The chamber recently received funding from the state Legislature capital budget that will allow us to conduct a tourism enhancement study, an inventory of assets and a delineation of opportunities for the expansion of this business sector. We are already home to some great venues, and the future asks us to prepare for economic sustainability as the tourism sector grows.
The study will provide the chamber with a backbone of data to explore the integration of the Federal Way area as a destination that welcomes visitors and encourages economic growth within the business corridor between Seattle and Tacoma. Like our businesses, the chamber knows that data can be its own economic driver in accessing the viability and impact of projects.
So what does tourism have to do with business? In its 2014 study, “Destination Promotion: An Engine for Economic Development,” Oxford Economics addressed how the visitor economy drives broader economic growth — not just tourism. Those findings relate to the efforts underway in Federal Way as it considers transportation infrastructure, business attraction and supporting a workforce.
Transportation corridors connecting tourism destinations and their venues provide “greater accessibility and supply logistics that are important in attracting investment to other sectors,” according to Oxford Economics. In addition, “destination promotion builds awareness, familiarity, and relationships in commercial networks (institutional, companies, individuals) that are critical in attracting investment.”
Business investment often includes attracting employees to a community. In support of the talent recruitment efforts of our businesses, the chamber has integrated messaging for business, hospitality and community in its annual South Sound Relocation and Visitors Guide.

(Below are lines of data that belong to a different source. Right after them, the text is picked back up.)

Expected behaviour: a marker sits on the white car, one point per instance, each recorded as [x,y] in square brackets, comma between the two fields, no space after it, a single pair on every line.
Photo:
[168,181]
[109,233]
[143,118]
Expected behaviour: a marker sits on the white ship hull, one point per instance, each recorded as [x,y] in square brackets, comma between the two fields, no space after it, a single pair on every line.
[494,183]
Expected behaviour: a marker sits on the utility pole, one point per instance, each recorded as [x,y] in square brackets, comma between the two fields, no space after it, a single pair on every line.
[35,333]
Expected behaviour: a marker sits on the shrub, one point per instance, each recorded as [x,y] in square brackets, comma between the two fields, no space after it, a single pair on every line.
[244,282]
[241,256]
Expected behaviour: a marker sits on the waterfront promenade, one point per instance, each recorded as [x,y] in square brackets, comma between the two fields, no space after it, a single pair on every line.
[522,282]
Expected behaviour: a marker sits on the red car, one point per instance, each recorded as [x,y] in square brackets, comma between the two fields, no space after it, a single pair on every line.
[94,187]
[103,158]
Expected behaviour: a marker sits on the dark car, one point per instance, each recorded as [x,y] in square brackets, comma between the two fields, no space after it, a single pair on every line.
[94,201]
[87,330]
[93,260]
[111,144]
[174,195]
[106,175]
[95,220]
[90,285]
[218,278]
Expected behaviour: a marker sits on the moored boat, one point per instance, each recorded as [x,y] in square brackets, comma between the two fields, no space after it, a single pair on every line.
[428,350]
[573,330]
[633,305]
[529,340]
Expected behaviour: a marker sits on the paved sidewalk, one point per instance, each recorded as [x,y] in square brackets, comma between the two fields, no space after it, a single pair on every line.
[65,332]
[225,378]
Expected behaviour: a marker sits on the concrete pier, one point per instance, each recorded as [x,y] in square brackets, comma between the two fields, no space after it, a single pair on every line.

Because amenities associated with visitation also support the growth of a skilled workforce, our tourism enhancement study will help the chamber assess how to position economic possibilities in the development of destination clusters within the greater Federal Way area of the South Puget Sound region.
There’s some low-hanging fruit here for Federal Way. In choosing a location to do business, we know the next generation of business leaders, and the workforce that accompanies them, are looking for locally sourced food, as well as microbrews, craft spirits and wine, hence our support of zoning and permitting revisions at the city to welcome this new industry to our business community.
Other broad-topic sectors identified as national drivers that are relative to greater Federal Way include: environmentally based recreation; arts, history and culture; sports; destination venues; as well as waterfronts and state parks.
While the chamber is not the tourism promotion agency for the area, it recognizes that tourism is a growth industry and looks to strategically connect opportunities that will increase access to multiple business segments within our city.
Once the study is completed, the chamber will work with our businesses and community partners to develop a strategy that positions Federal Way as a desirable place to visit, where a range of recreational opportunities are accessible to everyone in a community that supports and welcomes job creation.
But first, the data.
Rebecca Martin is the Greater Federal Way Chamber of Commerce CEO.